Project description:PURPOSE: delta-Crystallin is a soluble structural protein in found in avian eye lenses; it shares high amino acid sequence identity with argininosuccinate lyase. E294 is the only residue located at the double dimer interface and it performs hydrogen bonding with the active site residues of H160 and K323 in the neighboring and diagonal subunits, respectively. H160 is reported to play an important role in catalysis due to its H-bond interaction with the fumarate moiety of the substrate. In order to clarify the function of E294 in either stabilization of the quaternary structure or in catalysis, we carried out site-directed mutagenesis and functional analysis. METHODS: The structure of both wild-type and mutant proteins were analyzed by circular dichroism (CD) spectroscopy, fluorescence spectra, and analytical ultracentrifugation. Structural stability was measured by CD and tryptophan fluorescence.
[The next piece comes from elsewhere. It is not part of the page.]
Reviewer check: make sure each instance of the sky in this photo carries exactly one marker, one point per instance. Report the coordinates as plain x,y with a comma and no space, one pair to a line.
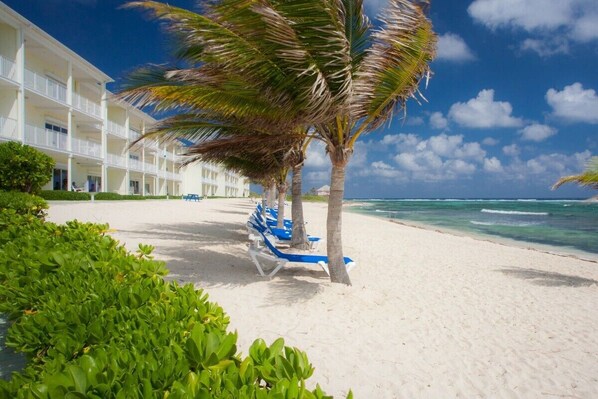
511,107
A modeled structure of the E294L mutant was built and optimized with energy minimization. RESULTS: No gross structural changes were observed when E294 was substituted with leucine, as judged by circular dichroism, tryptophan fluorescence, ANS fluorescence, and sedimentation velocity analyses. However, this mutant enzyme had only about 10% of the activity of a wild-type enzyme and its secondary structure was more easily denatured by increased temperature than that of a wild-type enzyme. The mutant protein also underwent its first unfolding transition at a lower concentration of guanidinium-hydrochloride than the wild-type protein. CONCLUSIONS: These results indicate that the interactions offered by E294 in the dimer-dimer interface of delta-crystallin are required to maintain the hydrogen bonding network in the active site for catalysis. Disruption of the interaction had no significant effect on the conformation and quaternary structure of delta-crystallin but it did lead to instability in the double dimer structure.